Setting Up Contracts
One of the oldest and most basic challenges in international trade is putting together a contract. Many little issues will come up along the way, and buyers and sellers often struggle to figure out who'll handle them. For example, who pays the customs duties when a shipment arrives at its destination? A good contract should be designed to answer these questions and streamline processes before predictable problems are encountered.
A number of regulatory controls exist to prevent the transfer of different technologies, chemicals, and products. In the most extreme form, you might be dealing with questions about arms control regulations. It's easy to look at what a company sells and assume it's innocuous, but regulators may see certain products as potentially dangerous tools that could be used by terrorists, authoritarian regimes, organized crime syndicates, or other parties.
One big downside to globalization is that nations are afraid of lots of different diseases, insects, and other types of bugs potentially coming into their countries. In terms of trade compliance, these issues influence the products that are shipped, how they're handled, and even the packaging. If you send a palette of fruit to another country, for example, there's a good chance it needs to comply with regulations aimed at preventing wood-borne insects from invading.
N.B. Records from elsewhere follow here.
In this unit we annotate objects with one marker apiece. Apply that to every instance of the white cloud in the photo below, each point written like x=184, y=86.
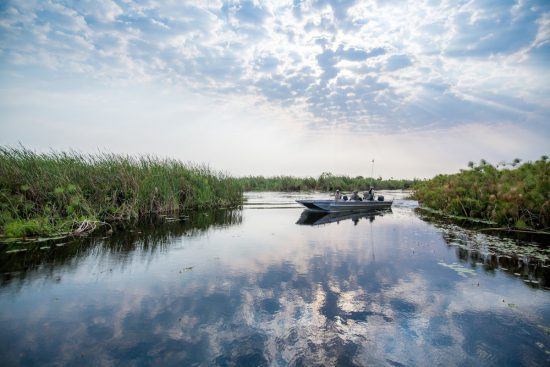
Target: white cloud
x=348, y=66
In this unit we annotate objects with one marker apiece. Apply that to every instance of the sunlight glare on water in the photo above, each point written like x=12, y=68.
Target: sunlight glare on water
x=273, y=285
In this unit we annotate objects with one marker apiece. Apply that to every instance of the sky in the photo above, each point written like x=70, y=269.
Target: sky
x=280, y=87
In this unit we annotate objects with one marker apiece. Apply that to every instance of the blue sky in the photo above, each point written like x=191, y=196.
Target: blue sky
x=280, y=87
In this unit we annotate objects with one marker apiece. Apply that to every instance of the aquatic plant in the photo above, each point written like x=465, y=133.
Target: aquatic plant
x=325, y=182
x=67, y=192
x=514, y=195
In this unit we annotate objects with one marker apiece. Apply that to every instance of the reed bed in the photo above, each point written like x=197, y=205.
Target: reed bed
x=511, y=194
x=325, y=182
x=62, y=192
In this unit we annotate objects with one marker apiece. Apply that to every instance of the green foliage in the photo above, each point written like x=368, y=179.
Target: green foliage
x=518, y=197
x=39, y=192
x=325, y=182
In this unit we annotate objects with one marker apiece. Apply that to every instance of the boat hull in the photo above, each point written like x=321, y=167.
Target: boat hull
x=340, y=206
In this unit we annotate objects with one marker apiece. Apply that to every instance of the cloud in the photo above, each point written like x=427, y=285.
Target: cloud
x=359, y=65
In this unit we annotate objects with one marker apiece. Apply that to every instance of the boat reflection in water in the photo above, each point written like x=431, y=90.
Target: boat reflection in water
x=315, y=218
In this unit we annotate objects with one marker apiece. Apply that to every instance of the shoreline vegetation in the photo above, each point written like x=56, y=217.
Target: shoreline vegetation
x=512, y=195
x=326, y=182
x=53, y=195
x=59, y=194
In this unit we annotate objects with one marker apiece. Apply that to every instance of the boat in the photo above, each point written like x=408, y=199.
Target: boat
x=340, y=205
x=316, y=217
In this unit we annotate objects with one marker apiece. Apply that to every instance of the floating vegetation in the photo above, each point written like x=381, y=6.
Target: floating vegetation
x=459, y=269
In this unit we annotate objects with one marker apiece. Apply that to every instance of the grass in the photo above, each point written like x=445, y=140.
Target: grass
x=60, y=193
x=513, y=195
x=325, y=182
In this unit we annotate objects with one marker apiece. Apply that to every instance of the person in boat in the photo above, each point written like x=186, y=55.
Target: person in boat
x=369, y=195
x=355, y=196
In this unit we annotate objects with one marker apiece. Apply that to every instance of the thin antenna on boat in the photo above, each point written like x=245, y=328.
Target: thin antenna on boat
x=372, y=172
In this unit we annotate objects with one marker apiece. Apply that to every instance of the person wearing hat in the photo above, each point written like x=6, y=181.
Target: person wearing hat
x=355, y=196
x=369, y=195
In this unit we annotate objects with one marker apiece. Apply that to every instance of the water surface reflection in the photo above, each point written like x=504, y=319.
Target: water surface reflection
x=253, y=288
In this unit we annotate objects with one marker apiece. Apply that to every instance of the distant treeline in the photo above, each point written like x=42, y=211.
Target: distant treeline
x=325, y=182
x=59, y=193
x=510, y=194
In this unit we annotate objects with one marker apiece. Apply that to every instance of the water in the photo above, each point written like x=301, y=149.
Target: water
x=268, y=285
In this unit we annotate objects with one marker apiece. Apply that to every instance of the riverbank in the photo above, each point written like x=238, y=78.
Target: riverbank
x=59, y=194
x=511, y=195
x=326, y=182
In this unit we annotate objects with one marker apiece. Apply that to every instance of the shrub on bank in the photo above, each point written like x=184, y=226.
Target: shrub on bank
x=514, y=195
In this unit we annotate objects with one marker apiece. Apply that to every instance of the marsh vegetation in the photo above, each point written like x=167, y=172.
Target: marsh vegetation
x=55, y=194
x=326, y=182
x=509, y=194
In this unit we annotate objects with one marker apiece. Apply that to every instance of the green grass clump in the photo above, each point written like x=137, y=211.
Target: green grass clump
x=514, y=195
x=47, y=194
x=325, y=182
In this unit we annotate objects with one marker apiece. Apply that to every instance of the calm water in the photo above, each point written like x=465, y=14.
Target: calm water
x=269, y=285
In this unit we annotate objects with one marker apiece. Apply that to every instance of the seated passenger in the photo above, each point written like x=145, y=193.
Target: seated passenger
x=369, y=195
x=355, y=197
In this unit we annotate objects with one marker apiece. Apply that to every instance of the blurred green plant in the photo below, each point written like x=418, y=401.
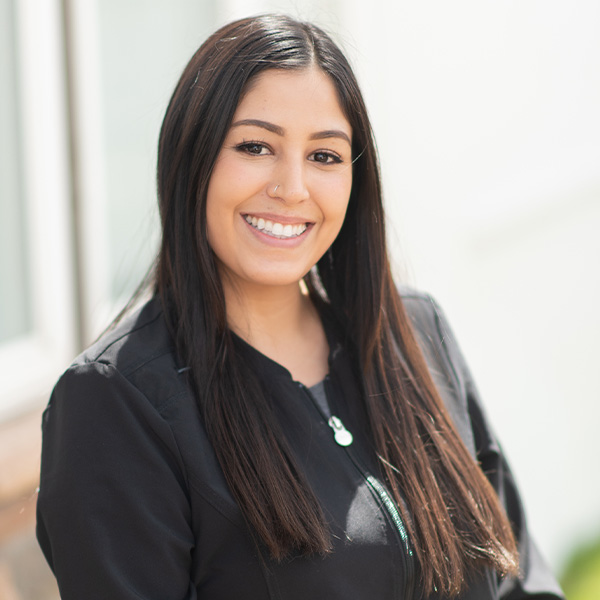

Regulators have become especially suspicious of circumvention measures. For example, the U.S. has anti-dumping rules that are aimed at preventing Chinese manufacturers from offloading cheap steel into American markets.
Where things get tricky, though, is that use of the global supply chain can look like circumvention of these rules. Suppose a car company imports steel from China to make components, but it then ships the components to plants in the U.S. for assembly. The nature of the finished product that is shipped, in this case, the component coming to the U.S., is usually what determines whether the action is a form of circumvention.